Abro los armarios y encuentro muy poco en el interior, solo la vajilla barata que puedes esperar en un apartamento de alquiler amueblado. Sal y pimienta, pero ninguna otra especia, una botella de cuarto de Johnny Walker Blue. Cojo una botella de agua de la despensa, donde hay más bebidas dietéticas, una variedad de vitaminas, analgésicos y antiácidos, y reconozco el patrón desolado de una vida que se ha detenido. Sé lo que hay en los armarios, las alacenas y las neveras de las personas aterrorizadas por la pérdida. Jaime no se ha recuperado de perder a Lucy.

—¿Cómo diablos se las ingenia para ocultarte algo como esto?

—Marino no deja de hablar de Benton—. Yo no lo hubiese hecho. Me importa una mierda el protocolo. Si yo sabía que los federales iban a por ti. Te diría que les den por el saco, que es exactamente lo que estoy haciendo mientras él está sentado, tan tranquilo, y es el chico bueno del buró, que juega según las reglas, sin hacer una puta mierda, mientras su propia maldita agencia investiga a su esposa. Como tampoco no hizo ni una puñetera cosa la noche que pasó sentado frente al fuego con una copa mientras salías sola a la maldita oscuridad.

—No fue así.

—Sabía que Dawn Kincaid y tal vez otros estaban en libertad, y te dejó salir sola en plena noche.

—No es lo que pasó.

—Es un milagro que no estés muerta. Le culpo, maldita sea. Se podría haber acabado en un abrir y cerrar de ojos, porque Benton no se podía molestar.

Camino de vuelta al sofá.

—No se lo perdonaré.

Como si fuese a Marino a quien le tocase perdonar, y yo me pregunto qué ha conseguido Jaime despertar en él contra Benton.

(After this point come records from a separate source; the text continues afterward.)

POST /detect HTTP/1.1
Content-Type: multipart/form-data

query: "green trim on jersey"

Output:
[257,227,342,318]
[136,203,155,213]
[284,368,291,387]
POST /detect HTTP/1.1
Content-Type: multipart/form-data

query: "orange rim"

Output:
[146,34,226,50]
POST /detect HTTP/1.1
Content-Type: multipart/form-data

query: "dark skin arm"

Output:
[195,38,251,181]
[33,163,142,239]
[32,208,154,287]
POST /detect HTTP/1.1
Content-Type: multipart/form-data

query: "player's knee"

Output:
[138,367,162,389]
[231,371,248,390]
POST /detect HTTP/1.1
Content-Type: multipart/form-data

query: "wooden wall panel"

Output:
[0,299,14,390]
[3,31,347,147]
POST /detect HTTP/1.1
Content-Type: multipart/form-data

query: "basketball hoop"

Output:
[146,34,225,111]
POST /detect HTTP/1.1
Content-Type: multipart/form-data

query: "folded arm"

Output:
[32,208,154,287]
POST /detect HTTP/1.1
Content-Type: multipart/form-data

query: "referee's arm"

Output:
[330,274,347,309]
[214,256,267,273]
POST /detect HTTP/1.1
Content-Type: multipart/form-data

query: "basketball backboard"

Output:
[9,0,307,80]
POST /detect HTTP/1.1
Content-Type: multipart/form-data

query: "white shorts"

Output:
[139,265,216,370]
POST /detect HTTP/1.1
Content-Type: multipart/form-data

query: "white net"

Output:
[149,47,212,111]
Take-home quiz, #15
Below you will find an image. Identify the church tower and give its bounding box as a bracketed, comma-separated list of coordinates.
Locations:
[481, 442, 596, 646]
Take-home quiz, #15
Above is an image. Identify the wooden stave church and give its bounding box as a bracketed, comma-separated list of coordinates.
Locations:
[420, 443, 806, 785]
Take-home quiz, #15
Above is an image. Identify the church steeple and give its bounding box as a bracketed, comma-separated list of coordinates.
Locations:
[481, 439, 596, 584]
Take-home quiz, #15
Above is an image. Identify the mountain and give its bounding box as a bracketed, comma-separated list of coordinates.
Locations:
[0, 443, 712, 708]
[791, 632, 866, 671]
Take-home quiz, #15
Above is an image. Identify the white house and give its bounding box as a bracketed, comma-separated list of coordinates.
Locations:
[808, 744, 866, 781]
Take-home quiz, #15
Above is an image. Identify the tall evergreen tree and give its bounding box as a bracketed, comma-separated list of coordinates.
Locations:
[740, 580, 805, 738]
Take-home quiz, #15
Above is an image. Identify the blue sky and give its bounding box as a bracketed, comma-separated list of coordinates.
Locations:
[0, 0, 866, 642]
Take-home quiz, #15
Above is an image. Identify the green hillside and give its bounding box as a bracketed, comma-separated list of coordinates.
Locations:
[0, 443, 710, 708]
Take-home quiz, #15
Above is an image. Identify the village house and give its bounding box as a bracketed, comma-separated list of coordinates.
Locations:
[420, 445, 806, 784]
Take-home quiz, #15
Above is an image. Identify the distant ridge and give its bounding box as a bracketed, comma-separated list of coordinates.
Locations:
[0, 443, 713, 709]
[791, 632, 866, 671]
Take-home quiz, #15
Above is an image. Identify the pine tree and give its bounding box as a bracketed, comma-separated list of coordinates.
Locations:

¿Cuánto atizó los celos que siempre están ahí, listos para lanzarse o golpear a la menor provocación?

—No quería que vinieses aquí, pero no se ofreció voluntario para venir contigo, ¿verdad? —dice Marino en voz alta, con vehemencia, y pienso en las cartas, en lo inseguro y egoísta que puede ser.

Cuando me nombraron jefa médica forense de Virginia, y Marino era detective estrella de Richmond, no pudo haber sido más adusto y desagradable. Hizo lo que pudo para echarme del trabajo hasta que se dio cuenta de que más le valía tenerme como aliada y amiga. Quizá sea, después de todo, lo que le motiva de verdad. Mi autoridad y la manera en que he cuidado de él. Es mejor tenerme de su lado. Es mejor tener un buen trabajo, especialmente cuando los buenos trabajos son pocos y distantes entre sí, y se va haciendo mayor. Si lo despidiera, tendría suerte si lo contrataran como un maldito guardia de Pinkerton, pienso furiosa, y al instante me siento destrozada por dentro y al borde de las lágrimas.

—Yo no hubiese querido que Benton viniese a Savannah conmigo y desde luego no podría haber ido a la prisión. No habría sido posible —le contesto y bebo agua de la botella—. Incluso si lo que dices es cierto y el FBI me está investigando por alguna ridícula razón infundada, Benton seguro que no lo sabe.

Me siento de nuevo en el sofá de cuero.

—No se lo dirían —continúo y me repito a mí misma mientras pienso en los comentarios de Kathleen Lawler sobre mi reputación, y que, a diferencia de ella, tengo una que perder.

Recuerdo haberme sentido alertada por lo que pareció una alusión, como si me estuviera advirtiendo y disfrutase con la idea de que el destino me tenía reservado algún infortunio. Pienso en las cartas, en lo que ella dice que está en ellas, y me quedo atónita por cómo me siento de herida. Después de veintitantos años, no debería importarme, pero me importa.

—¿Cómo puede trabajar en inteligencia criminal del puto FBI y no saberlo? —pregunta Marino con firmeza, y es en momentos como este que me doy cuenta de lo mucho que detesta a Benton.

Marino nunca aceptará que Benton y yo estemos casados, que puedo ser feliz, que mi marido, aparentemente distante, tenga una dimensión y un atractivo que él nunca comprenderá.